My offensive behaviour often found me standing in front of the overbearing headmistress with my palm outstretched waiting to receive lashings from a cane.  Miss Fellows had a very sharp swipe, never leaving any evidence, except the memory of pain.  But on one of those occasions I decided I’d had enough of punishment.  After all, it wasn’t my fault I failed at being physically adorable, and it seemed to me I was receiving an unreasonable hiding, for being unattractive.


Just before the cane slashed across my perspiring skin I made a sudden wild dash for the door.  Flew through the hallway, and ran down the flight stairs at such a speed I tripped and rolled down the last four steps.  Fear and adrenalin so great, I didn’t feel a thing.  Miss Fellows howled like a banshee, filling the halls with rage, demanding my return.  I laughed – I’d lost all care.  I was running for freedom, nothing could stop me.

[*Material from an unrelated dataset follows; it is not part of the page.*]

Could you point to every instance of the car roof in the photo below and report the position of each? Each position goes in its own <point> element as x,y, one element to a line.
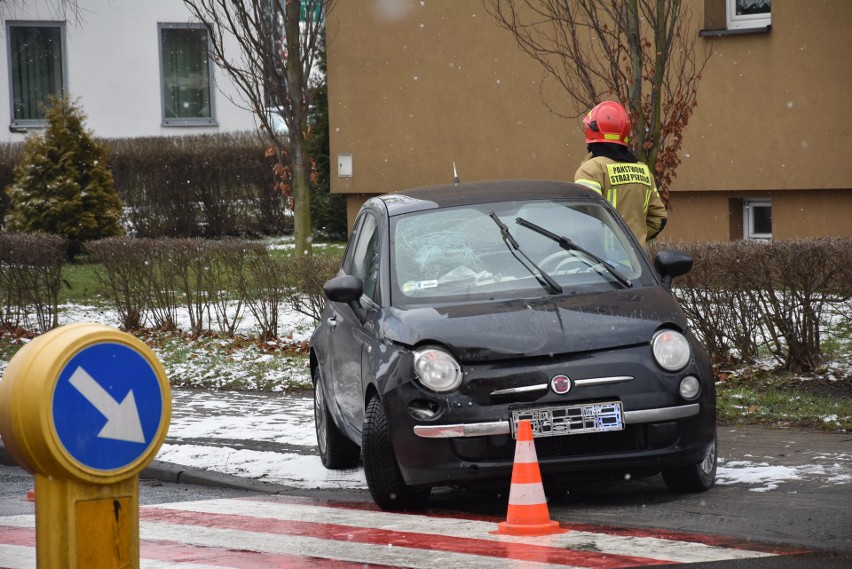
<point>466,193</point>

I sprung out through the main entrance like a frightened squirrel, sprinted across the playground and ripped open those iron gates as if they had been made of cardboard and ran so fast my soles barely touched the ground.  I didn’t stop until pavements and people disappeared and I stood in open country.  Far from home, surrounded by sheep, cows, and deep rolling hills.  Miss Fellows still echoing in my ears, but the confines of the school gates long gone.  No accusations, no disapproval or stinging canes.  What freedom!  What peace I found there!